Bu atama ve iddialar üzerine en çok merak edilen ise iktidar ortağı MHP’nin lideri Devlet Bahçeli’nin ne diyeceğiydi. Nihayet dünkü grup toplantısında Bahçeli de sessizliğini bozdu:
“1 Mart 1977'nin sabah ezanı vakti, 14-15 kişiden oluştuğu tahmin edilen hainler önce uzun namlulu silahlarla İstanbul Adana Öğrenci Yurdu'nu taramışlar, arkasından da taarruz tipi el bombası atmışlardır. Ülküdaşımız Mustafa Erol bu şerefsiz saldırıda şehit olmuştur. Karlı bir İstanbul günü, aziz naaşı Türk bayrağıyla sarılmış, Muratpaşa Camiinde kılınan cenaze namazından sonra Merkezefendi Mezarlığı'na Fatihalarla ve gözyaşları eşliğinde defnedilmiştir. Hepimizin hafızasına mıh gibi işleyen, gören herkesi duygulandıran karlı bir günde omuzlarda taşınan şehit naaşının resmedildiği fotoğraf hiçbir zaman gözümüzün önünden gitmemiştir. Ancak merhum şehidimiz Mustafa Erol'un katilinin kim ya da kimler olduğu belgeli, berrak ve resmi olarak tam bilinmeden, hatta mahkeme tutanakları iddiaları doğrulamazken, sosyal medyada provokasyon yapan, pusu kuran, ajitasyona yeltenen, bize dava öğretmeye, şehitlerimizi hatırlatmaya, MHP'yi yargılamaya çalışan art niyetli kişilerin varlığı da teker teker açığa çıkmıştır... sanki katil bulunmuş da buna göz yumuyormuşuz gibi bir algı oluşturmaya hiç kimsenin hakkı yoktur. Buna alet olan arkadaşlarımız da karanlık kampanyayı servis etmişlerdir. Bizim Viyana Büyükelçiliğine atanan şahısla ilgili ortak hiçbir noktamız yoktur. Geldiği yer bellidir, hüviyeti bellidir, mazisi bellidir. Sorumluluk elbette hükümetindir. Bu atamayı maske yaparak Cumhur İttifakı'na husumet kusanlar, bilip bilmeden, partimizin resmi görüşü teşekkül etmeden akıntıya kapılanlar yanlış yapmışlar, ters köşeye yatmışlardır.”
Herhalde dikkatlerden kaçmamıştır.
Bu iki açıklamada ve bu konuda konuşanların açıklamalarında öldürülen ülkücü genç için iki ayrı isim zikrediliyor: Mustafa Erol ve Mustafa Eroğlu.
İsimleri birbirine benzese de aslında iki farklı kişiden ve iki ayrı cinayetten bahsediyoruz.

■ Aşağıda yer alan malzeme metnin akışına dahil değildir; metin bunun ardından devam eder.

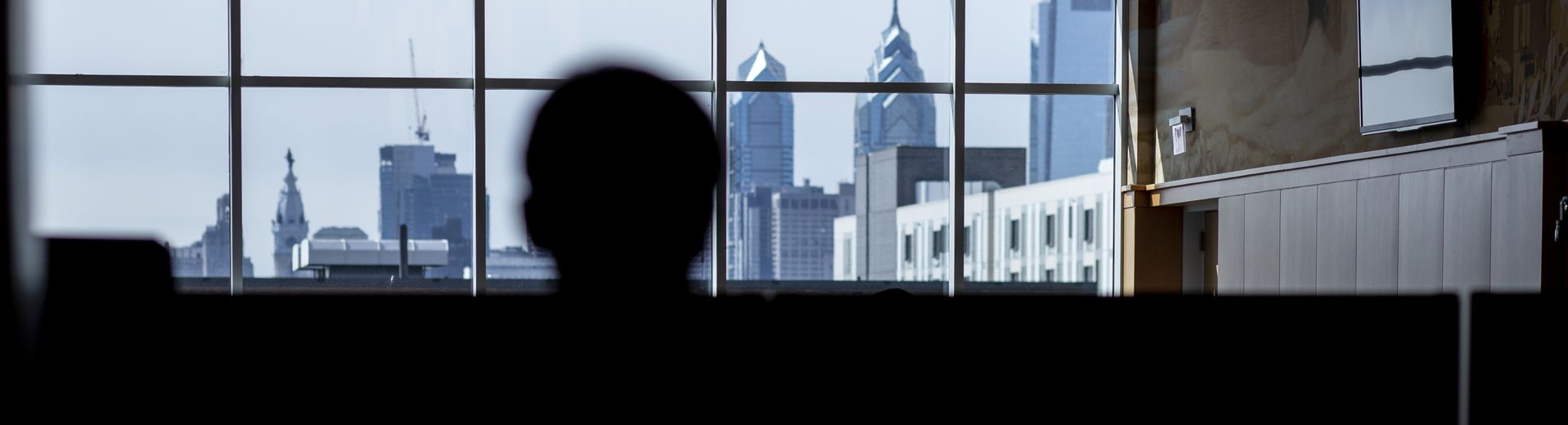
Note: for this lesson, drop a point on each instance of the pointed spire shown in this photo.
(894, 15)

Karlar altında cenazesi taşınan Mustafa Erol, Bahçeli’nin anlattığı gibi 1 Mart 1977’de İstanbul Şehremine’deki Adana Öğrenci Yurdu’na atılan bomba sonucunda hayatını kaybeden ülkücü gençti. Yurdun biraz ilerisindeki Ocakbaşı Kıraathanesi’nde kahvecilik yapan Mustafa Erol’un feci şekilde ölümüne neden olan o bombayı atan teröristler bulanamadı.

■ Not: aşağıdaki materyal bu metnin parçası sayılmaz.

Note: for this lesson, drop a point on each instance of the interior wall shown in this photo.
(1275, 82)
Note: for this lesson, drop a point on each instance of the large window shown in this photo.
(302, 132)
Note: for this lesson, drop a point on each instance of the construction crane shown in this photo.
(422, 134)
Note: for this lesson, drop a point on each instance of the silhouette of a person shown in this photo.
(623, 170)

Ozan Ceyhun’un yargılandığı dava da zaten bu değildi. Onun yargılandığı dava, 31 Temmuz 1980 sabaha karşı İstanbul Sarıyer Yeniköy’de çalıştığı inşaatta öldürülen 31 yaşındaki ülkücü Mustafa Eroğlu’nun cinayet davasıydı.

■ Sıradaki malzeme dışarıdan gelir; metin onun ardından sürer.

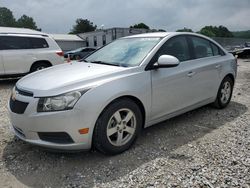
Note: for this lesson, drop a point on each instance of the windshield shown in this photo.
(125, 52)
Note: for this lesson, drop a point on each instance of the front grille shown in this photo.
(18, 107)
(56, 137)
(24, 93)
(19, 131)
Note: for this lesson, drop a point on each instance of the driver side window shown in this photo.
(177, 47)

Yani hem Ozan Ceyhun yargılandığı davayı hatırlamamış hem de Devlet Bahçeli isimleri birbirine karıştırmış görünüyor.
İşin bu kısmı her bakımdan dikkat çekici ve ibretlik.
Ozan Ceyhun’un içeriğini karıştırdığı ülkücü Mustafa Eroğlu’nun cinayetinden yargılanmasının kısa hikayesi ise şöyleydi:
Darbenin hemen öncesinde meydana gelen bu cinayetle ilgili darbenin ardından yakalanan bazı sanıkların ifadeleri doğrultusunda Devrimci Yol’a bağlı silahlı Devrimci Savaş Birlikleri militanları olarak Ozan Ceyhun, G.E., E.A. hakkında arama kararı çıkarılmıştı.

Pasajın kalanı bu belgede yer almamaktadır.